Dropout is a fundamental regularization technique in deep learning, but its stochastic nature makes it difficult to understand and control precisely. Traditional dropout applies random masking during training, which obscures the actual regularization mechanism and limits fine-grained control over different components of neural networks. For complex architectures like Transformers with multiple distinct components (attention heads, feed-forward networks), a more explicit and interpretable regularization approach would be beneficial.

02 · Approach

The authors derive a deterministic formulation of dropout by expressing it as an explicit additive regularization term in the training loss function. For Transformer architectures, they develop specific regularization terms for query, key, value projections in attention mechanisms and feed-forward network layers. Each component can have independently controllable regularization strengths through separate coefficients, allowing practitioners to tune regularization intensity without relying on stochastic perturbations.

03 · Key insights

What the paper shows.

01Dropout can be reformulated as a deterministic regularizer in the loss function, removing dependence on stochastic masking while maintaining regularization effects

02Fine-grained control is possible by applying different regularization strengths to different Transformer components (attention vs feed-forward layers)

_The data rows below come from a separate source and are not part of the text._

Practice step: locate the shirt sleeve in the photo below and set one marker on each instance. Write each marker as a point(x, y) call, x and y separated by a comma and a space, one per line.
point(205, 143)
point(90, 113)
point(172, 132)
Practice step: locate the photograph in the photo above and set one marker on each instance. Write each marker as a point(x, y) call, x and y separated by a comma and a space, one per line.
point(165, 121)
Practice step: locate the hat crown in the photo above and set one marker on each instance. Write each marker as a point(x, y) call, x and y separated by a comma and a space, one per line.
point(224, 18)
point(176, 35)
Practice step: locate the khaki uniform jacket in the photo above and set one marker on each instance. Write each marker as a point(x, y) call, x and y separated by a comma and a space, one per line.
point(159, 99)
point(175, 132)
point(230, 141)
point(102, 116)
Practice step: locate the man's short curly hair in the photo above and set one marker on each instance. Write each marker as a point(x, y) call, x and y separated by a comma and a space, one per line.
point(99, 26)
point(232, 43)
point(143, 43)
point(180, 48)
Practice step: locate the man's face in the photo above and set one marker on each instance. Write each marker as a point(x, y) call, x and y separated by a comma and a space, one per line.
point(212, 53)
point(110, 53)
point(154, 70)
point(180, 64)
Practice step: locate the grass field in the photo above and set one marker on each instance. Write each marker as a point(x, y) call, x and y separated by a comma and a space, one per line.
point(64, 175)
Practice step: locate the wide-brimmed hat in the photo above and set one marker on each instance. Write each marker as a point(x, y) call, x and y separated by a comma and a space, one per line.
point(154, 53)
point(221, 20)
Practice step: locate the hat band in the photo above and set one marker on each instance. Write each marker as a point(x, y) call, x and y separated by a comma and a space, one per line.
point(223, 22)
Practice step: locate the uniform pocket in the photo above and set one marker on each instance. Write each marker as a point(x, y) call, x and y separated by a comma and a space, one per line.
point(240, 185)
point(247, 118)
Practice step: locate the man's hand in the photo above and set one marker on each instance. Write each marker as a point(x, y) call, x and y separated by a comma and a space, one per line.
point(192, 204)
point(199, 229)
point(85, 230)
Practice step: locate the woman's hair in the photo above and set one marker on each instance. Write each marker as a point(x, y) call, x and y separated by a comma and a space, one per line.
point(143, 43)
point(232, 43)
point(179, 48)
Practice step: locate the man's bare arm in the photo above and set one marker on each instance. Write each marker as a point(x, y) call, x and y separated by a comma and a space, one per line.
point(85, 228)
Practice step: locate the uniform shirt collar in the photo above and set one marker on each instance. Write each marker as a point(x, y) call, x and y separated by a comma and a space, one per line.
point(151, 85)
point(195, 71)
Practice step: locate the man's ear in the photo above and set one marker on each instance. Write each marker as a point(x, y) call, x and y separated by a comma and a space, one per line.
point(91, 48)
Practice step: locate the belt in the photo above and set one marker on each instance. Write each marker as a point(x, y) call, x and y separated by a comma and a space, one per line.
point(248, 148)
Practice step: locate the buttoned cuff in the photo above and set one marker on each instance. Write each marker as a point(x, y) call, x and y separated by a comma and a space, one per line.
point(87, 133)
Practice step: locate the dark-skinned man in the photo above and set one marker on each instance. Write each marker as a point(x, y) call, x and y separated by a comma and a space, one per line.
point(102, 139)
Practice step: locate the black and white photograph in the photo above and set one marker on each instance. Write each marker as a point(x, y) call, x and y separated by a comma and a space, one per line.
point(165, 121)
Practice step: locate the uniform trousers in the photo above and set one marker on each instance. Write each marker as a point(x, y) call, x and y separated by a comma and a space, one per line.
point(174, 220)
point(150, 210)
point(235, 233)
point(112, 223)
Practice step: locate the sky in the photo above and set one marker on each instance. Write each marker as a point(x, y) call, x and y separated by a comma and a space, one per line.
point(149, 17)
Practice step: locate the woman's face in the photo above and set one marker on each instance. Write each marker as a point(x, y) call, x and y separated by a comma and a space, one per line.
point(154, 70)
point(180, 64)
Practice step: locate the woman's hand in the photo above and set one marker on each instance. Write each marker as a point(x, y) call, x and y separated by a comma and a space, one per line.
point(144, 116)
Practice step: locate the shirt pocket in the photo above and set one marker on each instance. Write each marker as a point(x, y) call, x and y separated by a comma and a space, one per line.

03Explicit dropout provides interpretability by making the regularization mechanism transparent in the optimization objective

04The deterministic approach maintains or improves performance compared to conventional stochastic dropout across diverse domains

04 · Results

Experiments across image classification, temporal action detection, and audio classification demonstrate that explicit dropout matches or outperforms conventional implicit dropout methods. Ablation studies confirm stable performance and show that regularization strength can be effectively controlled through regularization coefficients and dropout rates. Consistent gains are observed when applying the method to attention and feed-forward network layers.

05 · Limitations

The paper does not discuss computational overhead comparisons between explicit and implicit dropout methods. Limited analysis is provided on how the approach scales to very large models or datasets. The work focuses primarily on Transformer architectures, leaving generalization to other modern architectures (e.g., diffusion models, large language models) unexplored. No theoretical analysis is provided regarding convergence properties or generalization bounds of the explicit formulation.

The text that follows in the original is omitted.